Photon Quantum Field proportional to Electromagnetic Field?

Question

Does it make sense to say that the quantum field of a photon is exactly proportional to the photon's electromagnetic field?

\begin{align} \bar{\Psi} = \dfrac{\bar{E}+i\bar{B}}{\sqrt{\int (E^2+B^2)dV}} \end{align}

Answer 1

The quantized electromagnetic field gives rise to (all) photons. There is only one (quantum) field for all photons. So asking about the quantum field of "a photon" or a "photon's electromagnetic field" doesn't seem to make sense: The photon is a quanta of the field.

Answer 2

Quote from Willis Lamb, Nobel Prize in Physics, 1955.

there is no such thing as a photon.

http://www-3.unipv.it/fis/tamq/Anti-photon.pdf

I guess, what you meant was a Fock state. An eigenstate of the free electromagnetic field, here the first excited one associated to a well defined energy (states which then does not evolve in time) that amounts to a light quantum as said above by DrEntropy.

Answer 3

As an experimentalist I trust analysis by theoretical physicists and this is what I will use and quote selectively in my answer here:

When talking photons, we are talking quantum mechanics and elementary particles with their dual nature, sometimes manifesting classical particles sometimes probability waves, as as displayed by two slit experiment in this answer. The dots are the particle identification of the photon, the built up interference pattern the probability wave in space for the manifestation of a photon.

the probabilities predicted from quantum mechanics should be interpreted exactly in the same way as probabilities predicted from classical statistical physics. The only difference is that quantum mechanics implies that the "exact truth" about the system doesn't exist even in principle. However, in practice, you don't care about it because you can't know the coordinate and positions of many gas molecules in a bottle, anyway.

 .........

For a wave from a light bulb where there are different frequencies and statistically :

Imagine that they do differ and you want to calculate the average value of the electric field E⃗ at some point in space, away from the light bulb. The electric field may be rewritten as some combination of creation and annihilation operators for photons in all conceivable states, with various coefficients. And by symmetry, or because the many photons contribute randomly, you get zero. So even though we are surely imagining – and we may measure – nonzero values of the electric field away from the light bulb at some moments and locations, the statistical expectation is zero and the fluctuations of the electric field are due to the randomness of the emission processes.

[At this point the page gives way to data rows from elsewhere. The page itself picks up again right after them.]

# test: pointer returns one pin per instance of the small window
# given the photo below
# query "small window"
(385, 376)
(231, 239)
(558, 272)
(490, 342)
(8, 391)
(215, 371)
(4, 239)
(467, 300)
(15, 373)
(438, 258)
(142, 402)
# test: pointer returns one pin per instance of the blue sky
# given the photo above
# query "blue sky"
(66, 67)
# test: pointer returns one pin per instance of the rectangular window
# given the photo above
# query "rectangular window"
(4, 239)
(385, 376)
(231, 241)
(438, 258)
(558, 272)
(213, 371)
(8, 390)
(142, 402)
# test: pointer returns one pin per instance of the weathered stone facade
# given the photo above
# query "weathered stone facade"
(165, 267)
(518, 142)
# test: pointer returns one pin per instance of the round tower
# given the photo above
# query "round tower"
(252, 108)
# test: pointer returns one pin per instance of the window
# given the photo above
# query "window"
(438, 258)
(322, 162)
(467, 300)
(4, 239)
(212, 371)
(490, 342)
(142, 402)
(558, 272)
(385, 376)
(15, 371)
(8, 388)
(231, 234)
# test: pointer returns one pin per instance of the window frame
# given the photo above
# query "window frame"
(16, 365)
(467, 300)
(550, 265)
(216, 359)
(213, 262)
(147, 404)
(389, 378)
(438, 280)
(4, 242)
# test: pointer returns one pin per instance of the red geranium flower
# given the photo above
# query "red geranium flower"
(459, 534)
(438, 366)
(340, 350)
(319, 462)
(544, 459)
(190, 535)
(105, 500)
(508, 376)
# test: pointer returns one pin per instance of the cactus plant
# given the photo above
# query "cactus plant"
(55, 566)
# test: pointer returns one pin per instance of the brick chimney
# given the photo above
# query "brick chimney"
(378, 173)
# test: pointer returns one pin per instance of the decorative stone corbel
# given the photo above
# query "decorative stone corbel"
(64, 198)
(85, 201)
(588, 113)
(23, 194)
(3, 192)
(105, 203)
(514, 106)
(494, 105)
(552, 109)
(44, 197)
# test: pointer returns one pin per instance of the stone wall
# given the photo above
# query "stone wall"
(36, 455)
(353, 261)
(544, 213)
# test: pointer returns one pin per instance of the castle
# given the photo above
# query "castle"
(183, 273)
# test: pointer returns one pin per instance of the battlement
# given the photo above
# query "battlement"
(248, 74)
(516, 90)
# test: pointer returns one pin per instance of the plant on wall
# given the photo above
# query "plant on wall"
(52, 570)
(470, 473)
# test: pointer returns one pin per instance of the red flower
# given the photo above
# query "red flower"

For a coherent source, like a laser, where a single frequency with a width is produced coherently then the classical potential and the wave function of the photons are directly related:

I don't want to scare you by the indices but the wave function of a single photon mathematically looks like the (complexified) classical electromagnetic potential A⃗ (x,y,z), with some extra subtleties.

I think this answers that the formula you propose is wrong. It is the electromagnetic potential that enters the wave function.

If you are interested really you should read carefully the blog entry and then search further reading.